El gobierno de Claudia Sheinbaum, que ya hereda un entorno de desaceleración económica, márgenes fiscales estrechos y un aparato de inversión pública sobredimensionado, no tiene margen para absorber choques externos adicionales. Pero tampoco tiene —ni ha demostrado tener— una estrategia articulada para posicionar a México como la alternativa ordenada y predecible que los mercados están buscando.


Lo que vale la pena defender

Hay una diferencia fundamental entre una estrategia de confrontación que sirve a intereses nacionales concretos y el caos como modo de gobierno.

La confrontación con Irán puede tener justificaciones estratégicas legítimas.
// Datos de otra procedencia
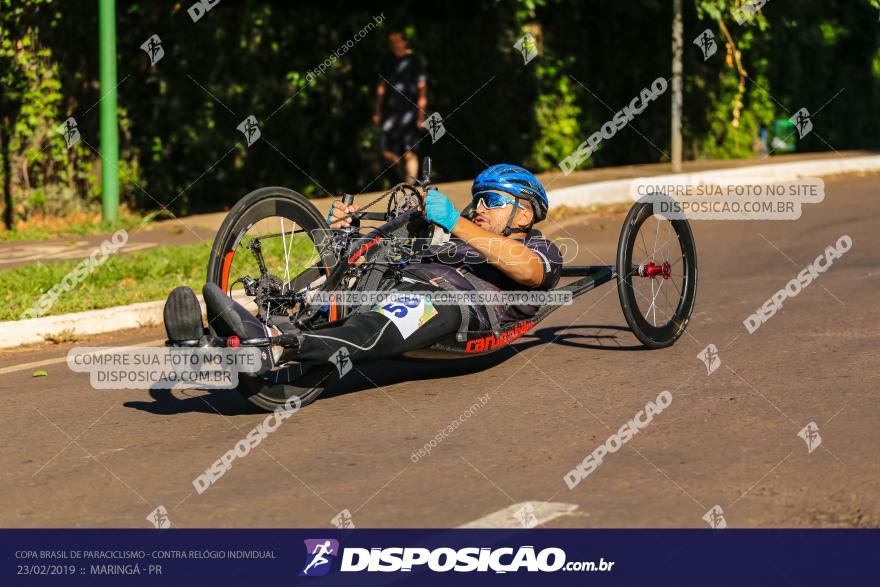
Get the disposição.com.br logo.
[299,538,614,577]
La revisión de estructuras de inteligencia puede ser necesaria. La exigencia de integridad electoral es un principio válido. Pero cuando todos estos movimientos ocurren simultáneamente, sin arquitectura institucional que los contenga, con funcionarios destituidos en serie y con mercados que ya no saben qué señal creer, el resultado no es fortaleza. Es ruido costoso.

Los mercados ya descuentan el ruido. El problema es que el próximo evento real —una escalada que no se module, un choque que no se posponga— llegará sin que nadie esté correctamente posicionado para absorberlo.

Esa es la factura del caos como estrategia. Y la pagan, como siempre, quienes trabajan, producen y tienen algo que perder.